2. An on-line quick calibration system as set forth in claim 1 wherein said control means includes a support carrying a magnet and terminal contact members which are connectable in said further signal paths, said terminal contact members also including means to receive further terminal contact members.

3. An on-line quick calibration system as set forth in claim 1 wherein said instrument includes a non-magnetic panel, said further signal paths extending to said panel, said switch means being mounted to said panel.

4. A system according to claim 1 wherein the at least one signal path is connected to the input of the instrument and the two further signal paths provide input paths respectively.
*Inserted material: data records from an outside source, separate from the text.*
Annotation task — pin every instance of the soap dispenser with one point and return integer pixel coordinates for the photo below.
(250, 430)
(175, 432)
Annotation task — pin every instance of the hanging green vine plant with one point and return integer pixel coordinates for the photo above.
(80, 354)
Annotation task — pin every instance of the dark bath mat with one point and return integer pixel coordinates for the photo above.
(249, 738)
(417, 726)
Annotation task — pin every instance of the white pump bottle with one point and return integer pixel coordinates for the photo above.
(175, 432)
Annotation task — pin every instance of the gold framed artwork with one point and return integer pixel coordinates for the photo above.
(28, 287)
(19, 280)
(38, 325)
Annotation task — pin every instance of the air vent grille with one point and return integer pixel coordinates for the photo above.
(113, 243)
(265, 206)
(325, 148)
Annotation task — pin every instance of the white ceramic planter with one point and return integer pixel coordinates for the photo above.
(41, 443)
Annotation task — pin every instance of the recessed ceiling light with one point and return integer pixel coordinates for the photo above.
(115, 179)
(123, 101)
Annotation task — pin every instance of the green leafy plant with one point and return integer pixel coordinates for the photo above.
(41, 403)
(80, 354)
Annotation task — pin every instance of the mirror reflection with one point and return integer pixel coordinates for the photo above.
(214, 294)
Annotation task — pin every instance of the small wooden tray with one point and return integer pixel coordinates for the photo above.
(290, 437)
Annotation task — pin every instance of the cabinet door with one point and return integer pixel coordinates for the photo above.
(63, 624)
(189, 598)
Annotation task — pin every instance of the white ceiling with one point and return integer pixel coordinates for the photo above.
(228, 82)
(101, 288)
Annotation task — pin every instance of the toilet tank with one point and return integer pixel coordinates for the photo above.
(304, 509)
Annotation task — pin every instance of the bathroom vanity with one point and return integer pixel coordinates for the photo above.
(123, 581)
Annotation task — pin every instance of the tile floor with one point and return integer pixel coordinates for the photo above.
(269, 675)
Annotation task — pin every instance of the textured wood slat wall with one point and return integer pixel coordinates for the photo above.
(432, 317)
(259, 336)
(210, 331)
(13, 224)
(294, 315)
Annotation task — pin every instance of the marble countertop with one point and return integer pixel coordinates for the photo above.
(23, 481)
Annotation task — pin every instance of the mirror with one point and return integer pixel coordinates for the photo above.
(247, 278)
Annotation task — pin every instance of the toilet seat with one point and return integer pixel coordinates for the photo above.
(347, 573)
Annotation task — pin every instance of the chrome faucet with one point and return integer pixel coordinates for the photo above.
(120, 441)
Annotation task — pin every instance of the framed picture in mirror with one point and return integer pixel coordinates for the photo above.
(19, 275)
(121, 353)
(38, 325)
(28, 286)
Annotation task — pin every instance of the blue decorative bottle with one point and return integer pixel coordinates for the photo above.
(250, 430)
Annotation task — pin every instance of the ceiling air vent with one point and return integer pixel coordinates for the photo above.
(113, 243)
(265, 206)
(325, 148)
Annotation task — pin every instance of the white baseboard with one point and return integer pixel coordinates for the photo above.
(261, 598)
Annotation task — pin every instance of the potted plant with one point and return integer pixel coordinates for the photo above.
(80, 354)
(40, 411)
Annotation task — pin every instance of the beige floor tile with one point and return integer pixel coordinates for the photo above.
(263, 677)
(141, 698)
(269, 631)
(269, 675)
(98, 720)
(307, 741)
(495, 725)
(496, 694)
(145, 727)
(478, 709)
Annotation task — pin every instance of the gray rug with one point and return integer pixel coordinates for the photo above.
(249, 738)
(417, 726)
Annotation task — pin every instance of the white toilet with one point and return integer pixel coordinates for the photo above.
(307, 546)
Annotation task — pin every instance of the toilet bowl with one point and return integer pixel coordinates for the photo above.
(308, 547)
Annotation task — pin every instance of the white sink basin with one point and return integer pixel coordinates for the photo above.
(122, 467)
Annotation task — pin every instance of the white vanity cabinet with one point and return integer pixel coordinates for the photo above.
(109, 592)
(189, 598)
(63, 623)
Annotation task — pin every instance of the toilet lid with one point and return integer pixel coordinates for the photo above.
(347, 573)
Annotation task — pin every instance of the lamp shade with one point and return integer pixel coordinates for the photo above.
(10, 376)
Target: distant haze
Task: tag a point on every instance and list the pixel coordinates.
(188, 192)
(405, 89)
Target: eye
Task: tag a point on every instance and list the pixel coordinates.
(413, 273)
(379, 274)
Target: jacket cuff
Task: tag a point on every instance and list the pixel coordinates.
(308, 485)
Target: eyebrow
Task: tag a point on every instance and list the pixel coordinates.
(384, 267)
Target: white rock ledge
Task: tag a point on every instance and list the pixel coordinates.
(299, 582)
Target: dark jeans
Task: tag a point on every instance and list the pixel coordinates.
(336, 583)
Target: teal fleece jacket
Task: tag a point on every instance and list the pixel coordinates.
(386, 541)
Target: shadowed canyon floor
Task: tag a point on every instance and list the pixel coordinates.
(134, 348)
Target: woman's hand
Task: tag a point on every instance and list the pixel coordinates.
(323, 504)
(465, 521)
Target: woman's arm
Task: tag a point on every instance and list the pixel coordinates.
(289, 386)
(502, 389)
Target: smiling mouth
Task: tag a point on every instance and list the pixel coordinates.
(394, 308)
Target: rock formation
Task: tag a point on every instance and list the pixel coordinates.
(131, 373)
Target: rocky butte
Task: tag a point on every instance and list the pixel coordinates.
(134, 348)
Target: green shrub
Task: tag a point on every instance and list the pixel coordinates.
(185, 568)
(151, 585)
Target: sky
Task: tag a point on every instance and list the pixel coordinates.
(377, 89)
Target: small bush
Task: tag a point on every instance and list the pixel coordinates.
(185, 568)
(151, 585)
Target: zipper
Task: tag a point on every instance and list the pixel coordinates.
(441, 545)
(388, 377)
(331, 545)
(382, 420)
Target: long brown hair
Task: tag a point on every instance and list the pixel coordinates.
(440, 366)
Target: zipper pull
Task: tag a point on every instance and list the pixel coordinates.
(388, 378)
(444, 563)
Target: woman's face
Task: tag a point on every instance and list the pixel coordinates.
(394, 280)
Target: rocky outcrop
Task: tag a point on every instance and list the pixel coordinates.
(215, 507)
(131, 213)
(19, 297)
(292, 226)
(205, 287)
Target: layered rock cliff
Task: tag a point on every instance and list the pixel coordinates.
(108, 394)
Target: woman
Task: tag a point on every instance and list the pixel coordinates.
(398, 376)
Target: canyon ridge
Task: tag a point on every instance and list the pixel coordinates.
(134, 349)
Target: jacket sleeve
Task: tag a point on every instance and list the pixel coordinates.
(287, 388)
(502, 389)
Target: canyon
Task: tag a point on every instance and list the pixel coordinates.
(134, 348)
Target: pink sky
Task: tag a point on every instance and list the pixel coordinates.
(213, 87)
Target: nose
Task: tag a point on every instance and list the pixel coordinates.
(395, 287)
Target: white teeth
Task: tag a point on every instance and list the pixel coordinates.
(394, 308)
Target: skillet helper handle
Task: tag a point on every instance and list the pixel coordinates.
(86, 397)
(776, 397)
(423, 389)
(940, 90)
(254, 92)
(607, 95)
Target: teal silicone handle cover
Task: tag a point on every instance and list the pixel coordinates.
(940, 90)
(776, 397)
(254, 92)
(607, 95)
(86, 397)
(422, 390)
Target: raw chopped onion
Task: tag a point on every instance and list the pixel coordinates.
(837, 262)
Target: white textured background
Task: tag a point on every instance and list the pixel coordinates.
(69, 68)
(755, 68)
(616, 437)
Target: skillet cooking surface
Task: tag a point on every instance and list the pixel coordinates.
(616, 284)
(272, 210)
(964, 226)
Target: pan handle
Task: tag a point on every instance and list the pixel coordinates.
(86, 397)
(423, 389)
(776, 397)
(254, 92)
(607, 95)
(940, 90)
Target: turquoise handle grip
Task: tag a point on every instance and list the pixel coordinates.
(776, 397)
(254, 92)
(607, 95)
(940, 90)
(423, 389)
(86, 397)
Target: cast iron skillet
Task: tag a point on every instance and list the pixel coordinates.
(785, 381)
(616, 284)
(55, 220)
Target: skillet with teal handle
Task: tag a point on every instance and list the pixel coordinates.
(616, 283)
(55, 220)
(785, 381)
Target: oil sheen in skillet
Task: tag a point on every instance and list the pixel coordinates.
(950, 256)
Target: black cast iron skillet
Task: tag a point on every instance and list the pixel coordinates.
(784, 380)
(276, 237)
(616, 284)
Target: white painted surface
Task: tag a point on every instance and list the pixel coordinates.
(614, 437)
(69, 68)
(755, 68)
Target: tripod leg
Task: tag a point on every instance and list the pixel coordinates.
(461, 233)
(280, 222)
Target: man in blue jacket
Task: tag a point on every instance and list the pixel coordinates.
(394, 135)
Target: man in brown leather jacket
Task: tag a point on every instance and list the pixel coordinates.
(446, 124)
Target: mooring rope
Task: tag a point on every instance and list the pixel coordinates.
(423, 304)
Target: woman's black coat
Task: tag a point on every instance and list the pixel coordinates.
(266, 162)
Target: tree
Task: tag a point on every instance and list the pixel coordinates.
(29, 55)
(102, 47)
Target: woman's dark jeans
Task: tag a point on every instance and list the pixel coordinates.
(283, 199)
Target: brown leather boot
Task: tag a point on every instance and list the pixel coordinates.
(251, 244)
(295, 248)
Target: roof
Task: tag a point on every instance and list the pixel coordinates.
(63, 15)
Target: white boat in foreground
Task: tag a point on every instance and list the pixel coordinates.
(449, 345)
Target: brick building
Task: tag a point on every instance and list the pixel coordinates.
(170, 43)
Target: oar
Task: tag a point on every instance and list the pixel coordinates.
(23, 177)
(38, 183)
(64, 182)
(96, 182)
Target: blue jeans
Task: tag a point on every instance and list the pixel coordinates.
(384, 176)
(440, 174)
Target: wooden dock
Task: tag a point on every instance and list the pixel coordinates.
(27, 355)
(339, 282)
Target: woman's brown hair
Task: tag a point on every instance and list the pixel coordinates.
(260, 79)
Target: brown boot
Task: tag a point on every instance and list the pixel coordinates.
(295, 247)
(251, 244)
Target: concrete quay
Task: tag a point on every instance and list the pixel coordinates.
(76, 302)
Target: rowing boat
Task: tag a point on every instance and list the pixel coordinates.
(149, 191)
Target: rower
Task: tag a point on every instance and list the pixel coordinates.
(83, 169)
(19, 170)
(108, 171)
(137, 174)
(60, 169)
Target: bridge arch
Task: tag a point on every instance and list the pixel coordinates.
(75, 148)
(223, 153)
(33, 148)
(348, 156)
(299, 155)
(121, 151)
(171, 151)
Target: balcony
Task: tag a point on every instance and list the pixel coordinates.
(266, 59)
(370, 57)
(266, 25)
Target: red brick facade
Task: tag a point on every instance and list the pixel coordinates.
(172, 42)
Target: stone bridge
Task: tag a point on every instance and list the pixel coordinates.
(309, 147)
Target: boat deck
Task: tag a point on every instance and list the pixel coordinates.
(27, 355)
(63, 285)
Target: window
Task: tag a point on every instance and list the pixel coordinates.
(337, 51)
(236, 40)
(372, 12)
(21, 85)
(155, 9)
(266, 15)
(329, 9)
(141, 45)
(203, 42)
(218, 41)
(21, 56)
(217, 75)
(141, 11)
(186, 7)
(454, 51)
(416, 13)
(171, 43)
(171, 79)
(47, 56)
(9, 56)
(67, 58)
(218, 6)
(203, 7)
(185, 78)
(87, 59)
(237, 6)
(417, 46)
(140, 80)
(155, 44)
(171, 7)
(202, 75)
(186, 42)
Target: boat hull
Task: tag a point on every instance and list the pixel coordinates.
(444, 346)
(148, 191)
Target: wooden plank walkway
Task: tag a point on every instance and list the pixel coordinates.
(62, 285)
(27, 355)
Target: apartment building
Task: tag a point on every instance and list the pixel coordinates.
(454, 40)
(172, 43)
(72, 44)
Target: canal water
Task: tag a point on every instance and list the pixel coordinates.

5. A system according to claim 4 wherein the instrument is provided with an external non-magnetic panel,

(a) a terminal extending through said panel and connected to one of said circuit paths;

(b) a magnetic reed switch mounted closely adjacent said panel, disposed in one of said input paths to normally maintain said one of said paths open circuited and the other of said paths close circuited; and

(c) control means for altering the state of said switch.

6. An on-line quick calibration system as set forth in claim 5 wherein said control means is securable to one of said input and output terminals on said panel.

7. An on-line quick calibration system as set forth in claim 5 wherein said control means comprises an electrically insulating, non-magnetic member, a magnet disposed in said member and terminal means extending through said member, said terminal means including means for receiving a further terminal.

8. A system according to claim 1 wherein the at least one signal path is connected to the output of the instrument and the two further paths provide respective output paths.

9. A system according to claim 8 further including a single signal path connected to the input of the instrument and two further signal paths connectable to said signal path connected to the input of the instrument.